I rewrapped everything in the oilcloth and put it in my knapsack, then hung it over my shoulder.
“You guys coming upstairs?”
“I am,” Andre said.
“I think I’ll hang,” McGinnes said. “Catch a buzz.”
Malone and I climbed the stairs. As we neared the landing, we heard McGinnes coughing below. Malone stayed with me all the way to the front door, where he stopped me with a grip on my arm.
“Hey, Brother Lou,” he shouted at Louie, who was still behind the counter. “I’ll be takin’ a break.”
“You already had a break,” Louie said tiredly.
“Then I’ll be takin’ another.”
“What’s up, Andre?” I asked.
“Let’s go for a ride,” Malone said. “I got a proposition for you, Country.”
M
ALONE SAID
, “Pull on over, man.”
We were in the southbound lane of North Capitol, near the Florida Avenue intersection. I pulled over and cut the engine. Malone rolled the window down, leaned his arm on its edge, and put fire to a Newport.
On the east side of the street was a casket company, a beauty parlor, and a sign that read, “FISH, UBS.” Hand-painted on the door, in dripping, wide red brushstrokes, was, “Closed for Good.” To our right stood a Plexiglas bus shelter on a triangle of dirt that the city called a park. A man in a brown plaid overcoat slept in front of the shelter’s bench, where another graybeard sat and drank from a bagged bottle. Further down the street, near P, a Moorish carryout and a “Hi-Tech” shoeshine parlor graced the block.

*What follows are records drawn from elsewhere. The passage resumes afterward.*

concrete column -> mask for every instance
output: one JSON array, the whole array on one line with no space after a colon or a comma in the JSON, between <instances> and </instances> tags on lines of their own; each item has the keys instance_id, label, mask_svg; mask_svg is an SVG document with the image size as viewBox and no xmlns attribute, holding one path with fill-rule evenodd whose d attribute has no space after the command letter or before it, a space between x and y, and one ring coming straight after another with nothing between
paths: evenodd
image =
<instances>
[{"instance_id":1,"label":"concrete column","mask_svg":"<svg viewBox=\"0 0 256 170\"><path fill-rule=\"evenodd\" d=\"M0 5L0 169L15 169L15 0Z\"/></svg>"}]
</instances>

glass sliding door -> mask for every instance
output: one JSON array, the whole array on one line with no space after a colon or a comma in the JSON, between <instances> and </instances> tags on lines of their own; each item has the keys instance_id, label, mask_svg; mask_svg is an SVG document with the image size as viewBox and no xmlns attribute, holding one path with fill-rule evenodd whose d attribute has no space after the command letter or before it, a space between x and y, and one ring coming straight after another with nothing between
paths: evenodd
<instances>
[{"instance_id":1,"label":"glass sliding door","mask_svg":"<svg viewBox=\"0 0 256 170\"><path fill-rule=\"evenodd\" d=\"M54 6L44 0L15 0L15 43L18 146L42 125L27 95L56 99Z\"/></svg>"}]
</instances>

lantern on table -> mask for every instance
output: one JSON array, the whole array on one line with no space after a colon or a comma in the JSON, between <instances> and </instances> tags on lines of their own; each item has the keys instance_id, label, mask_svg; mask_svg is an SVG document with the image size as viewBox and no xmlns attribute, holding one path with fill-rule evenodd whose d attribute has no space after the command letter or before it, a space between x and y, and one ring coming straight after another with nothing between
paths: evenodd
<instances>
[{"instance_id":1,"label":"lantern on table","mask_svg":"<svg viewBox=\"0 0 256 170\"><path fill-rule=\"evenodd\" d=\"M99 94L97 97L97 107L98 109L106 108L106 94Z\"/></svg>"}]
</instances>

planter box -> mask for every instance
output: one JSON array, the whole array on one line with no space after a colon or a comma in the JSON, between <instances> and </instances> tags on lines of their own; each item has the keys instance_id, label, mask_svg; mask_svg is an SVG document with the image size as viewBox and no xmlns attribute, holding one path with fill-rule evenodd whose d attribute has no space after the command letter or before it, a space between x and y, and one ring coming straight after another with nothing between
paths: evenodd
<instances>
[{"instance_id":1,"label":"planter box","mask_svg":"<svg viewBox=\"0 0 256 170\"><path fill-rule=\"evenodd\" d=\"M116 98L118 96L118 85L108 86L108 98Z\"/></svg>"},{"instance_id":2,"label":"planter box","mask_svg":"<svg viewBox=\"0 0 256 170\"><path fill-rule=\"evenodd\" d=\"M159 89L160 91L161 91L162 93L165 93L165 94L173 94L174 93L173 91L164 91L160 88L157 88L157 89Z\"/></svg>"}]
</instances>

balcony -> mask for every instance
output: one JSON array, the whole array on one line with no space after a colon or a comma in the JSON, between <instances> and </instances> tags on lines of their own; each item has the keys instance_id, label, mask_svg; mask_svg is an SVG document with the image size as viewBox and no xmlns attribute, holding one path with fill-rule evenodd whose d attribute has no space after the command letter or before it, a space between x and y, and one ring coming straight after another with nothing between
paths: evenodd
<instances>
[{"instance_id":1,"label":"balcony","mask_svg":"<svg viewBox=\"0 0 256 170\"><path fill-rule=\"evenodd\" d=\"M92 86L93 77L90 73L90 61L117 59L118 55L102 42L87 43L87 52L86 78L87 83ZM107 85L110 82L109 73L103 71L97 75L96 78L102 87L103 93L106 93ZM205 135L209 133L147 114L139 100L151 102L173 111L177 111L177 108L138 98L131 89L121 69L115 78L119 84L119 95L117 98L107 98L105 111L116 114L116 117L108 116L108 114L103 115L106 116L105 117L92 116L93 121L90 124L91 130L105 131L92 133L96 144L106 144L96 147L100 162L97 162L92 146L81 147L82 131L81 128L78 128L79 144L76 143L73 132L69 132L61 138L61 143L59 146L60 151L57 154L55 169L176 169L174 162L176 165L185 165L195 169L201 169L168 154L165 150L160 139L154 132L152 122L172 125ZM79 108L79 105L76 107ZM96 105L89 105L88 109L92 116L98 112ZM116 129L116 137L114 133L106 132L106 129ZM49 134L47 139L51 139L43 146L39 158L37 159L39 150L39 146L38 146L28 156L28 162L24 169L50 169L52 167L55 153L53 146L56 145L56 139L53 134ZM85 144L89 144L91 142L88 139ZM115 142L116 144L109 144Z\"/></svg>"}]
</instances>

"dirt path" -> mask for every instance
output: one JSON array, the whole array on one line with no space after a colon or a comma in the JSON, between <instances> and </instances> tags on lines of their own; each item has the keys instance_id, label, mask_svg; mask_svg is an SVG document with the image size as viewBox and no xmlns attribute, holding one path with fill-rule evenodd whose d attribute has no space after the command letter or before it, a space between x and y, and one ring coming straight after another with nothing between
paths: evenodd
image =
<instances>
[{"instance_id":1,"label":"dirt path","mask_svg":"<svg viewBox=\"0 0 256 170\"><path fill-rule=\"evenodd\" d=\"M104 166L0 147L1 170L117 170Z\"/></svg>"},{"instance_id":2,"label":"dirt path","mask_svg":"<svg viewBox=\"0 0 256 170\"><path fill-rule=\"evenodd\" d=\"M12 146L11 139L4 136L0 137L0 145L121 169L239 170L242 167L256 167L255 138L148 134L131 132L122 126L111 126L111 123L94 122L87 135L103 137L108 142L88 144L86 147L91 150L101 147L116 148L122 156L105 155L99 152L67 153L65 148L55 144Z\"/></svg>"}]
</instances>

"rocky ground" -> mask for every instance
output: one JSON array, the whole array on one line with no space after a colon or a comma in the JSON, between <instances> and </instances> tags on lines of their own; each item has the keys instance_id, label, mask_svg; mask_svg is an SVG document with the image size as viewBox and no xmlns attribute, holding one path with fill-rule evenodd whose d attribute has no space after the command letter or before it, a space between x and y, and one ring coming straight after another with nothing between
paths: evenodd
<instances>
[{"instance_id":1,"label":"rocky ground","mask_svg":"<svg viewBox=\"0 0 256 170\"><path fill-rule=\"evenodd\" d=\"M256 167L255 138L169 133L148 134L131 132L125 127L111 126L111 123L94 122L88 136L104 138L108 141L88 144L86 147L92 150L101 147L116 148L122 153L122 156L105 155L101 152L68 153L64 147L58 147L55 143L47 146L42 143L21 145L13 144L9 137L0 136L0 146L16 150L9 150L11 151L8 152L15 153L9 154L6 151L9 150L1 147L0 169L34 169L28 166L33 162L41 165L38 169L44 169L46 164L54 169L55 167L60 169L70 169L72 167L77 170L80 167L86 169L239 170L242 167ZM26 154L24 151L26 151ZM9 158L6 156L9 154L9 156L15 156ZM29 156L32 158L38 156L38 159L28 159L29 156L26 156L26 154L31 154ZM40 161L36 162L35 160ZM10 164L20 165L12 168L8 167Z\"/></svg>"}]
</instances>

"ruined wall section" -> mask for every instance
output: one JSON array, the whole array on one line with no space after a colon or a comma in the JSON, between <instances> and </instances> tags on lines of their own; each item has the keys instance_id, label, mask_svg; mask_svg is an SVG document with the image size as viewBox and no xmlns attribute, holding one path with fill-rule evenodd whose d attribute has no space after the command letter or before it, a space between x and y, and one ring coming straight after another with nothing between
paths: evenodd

The sidewalks were teeming with activity. Those not seated on stoops paced within the confines of their block. A
woman in a two-piece, turquoise jogging suit stood with her hands on her hips and yelled gibberish at the unconcerned people walking past. Her flat buttocks sagged much like her sloping shoulders. Straight ahead, less than two miles down the strip, rose the Capitol dome.
“Look at it,” Malone said. “This is our city, man. Just
look
at it. Right in the shadow of the motherfuckin’ Capitol. And they be throwin’ eighty million dollar inauguration parties.”
“You came from a neighborhood just like this,” I said, “and you made it out. It’s no different than it was twenty years ago.”
He chuckled cynically and blew out some smoke. “Don’t tell me it’s no different, man. On these streets they kill you now for a ten dollar rock. And the media, all they be talkin’ about: ‘The Mayor Snorts Coke.’ But nobody really cares about these people, because it ain’t goin’ down in Ward Three. It’s just niggers killin’ niggers. Meanwhile, you read the
Washington Post—
they supposed to be ‘the liberal watchdog of the community,’ right?—well, check it out. Some white woman gets raped in the suburbs, it makes page one. Now go to the back of the Metro section, where they got a special spot reserved for the niggers. They call it ‘Around the Area,’ some shit like that. And it’s always the same little boldfaced type: ‘Southeast Man Slain, Northeast Man Fatally Shot.’” He tossed his butt out the window. “One little paragraph, buried in the back of the paper, for the niggers.”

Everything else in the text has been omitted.